Claudia Goldin Wins Nobel in Economics for Studying Women in the Work Force

The Nobel Memorial Prize in Economic Sciences was awarded on Monday to Claudia Goldin, a Harvard professor, for advancing the world’s understanding of women’s progress in the work force.

She is the third woman to have won the economics Nobel, which was first awarded in 1969, and the first one to be honored with it solo rather than sharing in the prize.

Dr. Goldin, 77, has long been a trailblazer in the field — she was the first woman to be offered tenure in Harvard’s economics department, in 1989. Her wide-ranging work has delved into the causes of the gender wage gap, the evolution of women’s participation in the job market over the past 200 years, and the implications for the future of the labor force.

The Nobel committee announced the award in Stockholm, praising Dr. Goldin for her research on female employment, which showed that employment among married women decreased in the 1800s, as the economy moved away from agriculture and toward industry. Women’s participation then increased in the 1900s, as the service sector began to expand as a part of the economy.
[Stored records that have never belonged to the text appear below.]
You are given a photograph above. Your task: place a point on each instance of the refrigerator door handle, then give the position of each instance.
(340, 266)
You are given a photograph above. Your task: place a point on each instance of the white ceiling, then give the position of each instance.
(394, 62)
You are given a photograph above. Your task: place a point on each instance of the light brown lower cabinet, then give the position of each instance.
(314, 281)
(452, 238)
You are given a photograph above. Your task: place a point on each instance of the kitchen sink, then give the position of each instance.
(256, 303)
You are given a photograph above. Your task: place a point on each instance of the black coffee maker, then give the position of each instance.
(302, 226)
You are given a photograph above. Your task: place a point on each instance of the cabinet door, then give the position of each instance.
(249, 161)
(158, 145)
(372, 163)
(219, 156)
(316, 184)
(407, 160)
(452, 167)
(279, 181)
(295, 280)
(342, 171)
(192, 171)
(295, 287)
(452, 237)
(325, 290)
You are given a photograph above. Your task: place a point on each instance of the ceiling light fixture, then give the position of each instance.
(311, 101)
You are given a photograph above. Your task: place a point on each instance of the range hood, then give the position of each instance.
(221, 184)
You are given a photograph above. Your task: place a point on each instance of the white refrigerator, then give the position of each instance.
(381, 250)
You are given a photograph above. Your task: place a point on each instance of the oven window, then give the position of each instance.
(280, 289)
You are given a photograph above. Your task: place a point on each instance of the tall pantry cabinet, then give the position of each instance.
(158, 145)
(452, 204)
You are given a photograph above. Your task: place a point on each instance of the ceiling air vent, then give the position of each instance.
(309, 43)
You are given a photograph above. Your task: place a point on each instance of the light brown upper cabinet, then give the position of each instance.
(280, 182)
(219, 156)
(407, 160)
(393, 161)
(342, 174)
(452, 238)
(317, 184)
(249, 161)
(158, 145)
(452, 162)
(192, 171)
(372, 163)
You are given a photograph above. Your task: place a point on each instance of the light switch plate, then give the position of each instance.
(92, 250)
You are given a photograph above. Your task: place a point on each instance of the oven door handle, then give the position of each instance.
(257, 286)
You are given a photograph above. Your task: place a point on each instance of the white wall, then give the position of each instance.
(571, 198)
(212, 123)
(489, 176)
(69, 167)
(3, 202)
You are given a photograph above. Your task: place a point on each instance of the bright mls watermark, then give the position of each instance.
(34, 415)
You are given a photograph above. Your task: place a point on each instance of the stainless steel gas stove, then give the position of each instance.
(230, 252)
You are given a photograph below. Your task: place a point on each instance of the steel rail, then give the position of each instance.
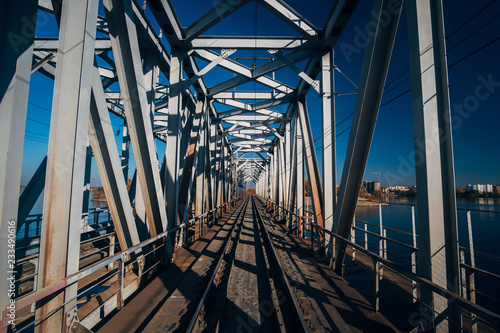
(230, 240)
(289, 290)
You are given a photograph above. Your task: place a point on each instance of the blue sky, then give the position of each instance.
(475, 110)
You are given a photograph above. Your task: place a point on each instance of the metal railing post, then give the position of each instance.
(353, 237)
(414, 253)
(120, 299)
(112, 241)
(472, 278)
(378, 275)
(381, 240)
(366, 236)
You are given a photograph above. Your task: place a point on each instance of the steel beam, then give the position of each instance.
(292, 180)
(188, 176)
(108, 163)
(373, 75)
(31, 193)
(251, 42)
(220, 11)
(437, 221)
(290, 17)
(312, 166)
(300, 169)
(125, 47)
(172, 182)
(329, 156)
(62, 209)
(16, 40)
(125, 150)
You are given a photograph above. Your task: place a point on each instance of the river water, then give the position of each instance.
(485, 230)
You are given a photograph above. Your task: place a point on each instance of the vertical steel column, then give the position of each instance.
(86, 189)
(292, 189)
(288, 150)
(125, 45)
(125, 150)
(276, 174)
(200, 206)
(312, 167)
(300, 169)
(108, 163)
(172, 183)
(282, 178)
(191, 159)
(218, 169)
(373, 75)
(329, 151)
(17, 31)
(437, 221)
(62, 207)
(211, 155)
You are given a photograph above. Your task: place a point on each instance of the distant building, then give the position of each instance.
(496, 189)
(373, 186)
(398, 188)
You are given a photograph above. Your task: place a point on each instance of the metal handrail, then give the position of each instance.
(486, 314)
(56, 287)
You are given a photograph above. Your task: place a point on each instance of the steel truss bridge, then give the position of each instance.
(197, 190)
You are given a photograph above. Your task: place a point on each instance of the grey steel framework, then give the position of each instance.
(205, 165)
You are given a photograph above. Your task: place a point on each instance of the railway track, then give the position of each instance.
(248, 290)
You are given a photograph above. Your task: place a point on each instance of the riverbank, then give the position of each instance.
(364, 202)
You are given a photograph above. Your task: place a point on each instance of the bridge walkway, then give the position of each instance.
(327, 303)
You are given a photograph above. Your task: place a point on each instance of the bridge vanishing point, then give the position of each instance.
(184, 248)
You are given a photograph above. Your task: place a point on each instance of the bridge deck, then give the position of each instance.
(327, 301)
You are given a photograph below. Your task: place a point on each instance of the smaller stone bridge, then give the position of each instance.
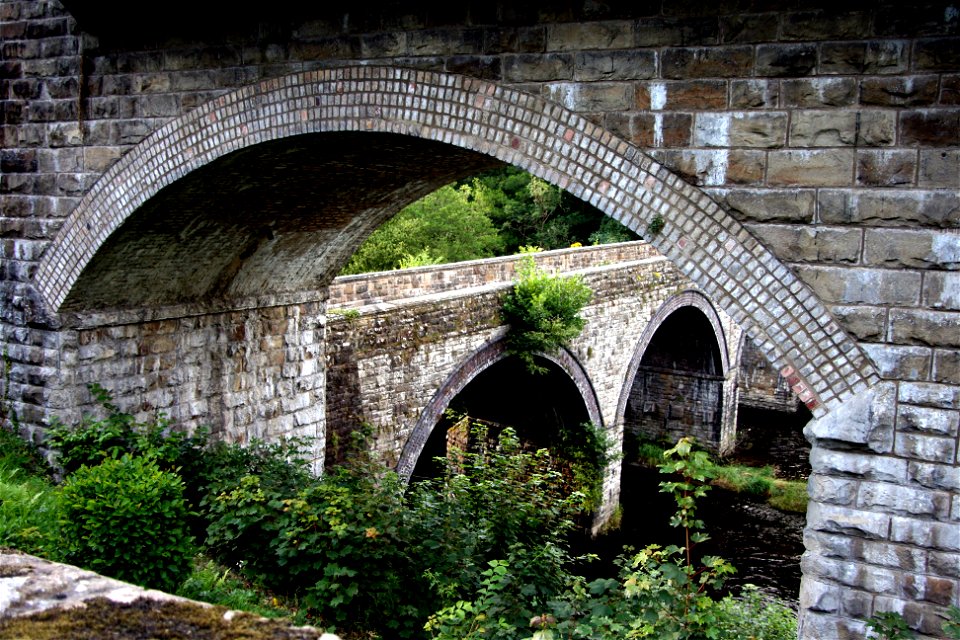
(401, 345)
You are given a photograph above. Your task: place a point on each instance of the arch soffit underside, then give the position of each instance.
(776, 310)
(685, 299)
(482, 359)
Dr. Goldin has described the 1970s in particular as a “revolutionary” period in which women in the United States began to marry later, take strides in higher education, and make major progress in the labor market. Birth control pills became more easily available in those years, taking away what Dr. Goldin has called a “potent” reason for early marriage — and giving women more time to form identities outside of the home.

Dr. Goldin has also illustrated how the process of closing the gender wage gap has been uneven over the course of history. Recently, progress in closing it has been halting: Today, women in the United States make a little over 80 cents for every dollar a man makes.

In the past, gender wage gaps could be explained by education and occupation. But Dr. Goldin has shown that most of the earnings difference is now between men and women in the same jobs, the Nobel committee said. Notably, it kicks in after the birth of a woman’s first child.

In a 15-year study of business school students at the University of Chicago, for instance, Goldin and her colleagues found in one paper that the gap in pay started to widen a year or two after a woman had her first baby.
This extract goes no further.